“But I do feel it now,” said Lawford simply. “You have made me. And, as I say, I’ll need to live, I suppose, till I get going for myself.”
His father winced again. Then suddenly burst out:
“D’you think for a minute that that society girl will stand for your getting a job and trying to support her on your wages?”
“She will if she loves me.”
“You poor ninny!” burst out I. Tapp. “You’ve got about as much idea of women as you have of business. And where are you going to work?”
“Well,” and Lawford smiled a little whimsically, serious though the discussion was, “I’ve always felt a leaning toward the candy business. I believe I have a natural adaptability for that. Couldn’t I find a job in one of your factories, dad?”
“You’ll get no leg-up from me, unless you show you’re worthy of it.”

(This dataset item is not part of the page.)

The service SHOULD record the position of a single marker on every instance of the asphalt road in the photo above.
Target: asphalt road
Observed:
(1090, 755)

“But you’ll give me a job?”
“I won’t interfere if the superintendent of any of the factories takes you on,” growled I. Tapp. “But mind you, he’ll hire you on his own responsibility—he’ll understand that from me. But I tell you right now this is no time to apply for a job in a candy factory. We’re discharging men—not hiring them.”
“I will apply for the first opening,” announced the son.
I. Tapp stamped away along the graveled walk, leaving the young man alone. Lawford’s calmness was as irritating to him as sea water to a raw wound.
Those days were dark for Louise Grayling; on her shoulders she bore double trouble. Anxiety for her father’s safety made her sufficiently unhappy; but in addition her mind must cope with the mystery of Cap’n Amazon’s identity and Cap’n Abe’s whereabouts.
For she was not at all satisfied in her heart that the storekeeper had sailed from the port of Boston on the Curlew; and the status of the piratical looking Amazon Silt was by no means decided to her satisfaction. Her discoveries in his bedroom had quite convinced the young woman that Cap’n Amazon was in masquerade.
His comforting words and his thoughtfulness touched her so deeply, however, that she could not quarrel with the old man; and his insistence that Cap’n Abe had sailed on the Curlew and would be at hand to assist Professor Grayling if the schooner had been wrecked was kindly meant, she knew. He scoffed at the return of Cap’n Abe’s chest as being of moment; he refused to discuss his brother’s reason for stuffing the old chest with such useless lumber as it contained.
“Leave Abe for knowing his own business, Niece Louise. ’Tain’t any of our consarn,” was the most he would say about that puzzling circumstance.
Louise watched the piratical figure of Cap’n Amazon shuffling around the store or puttering about certain duties of housekeeping that he insisted upon doing himself, with a wonder that never waned.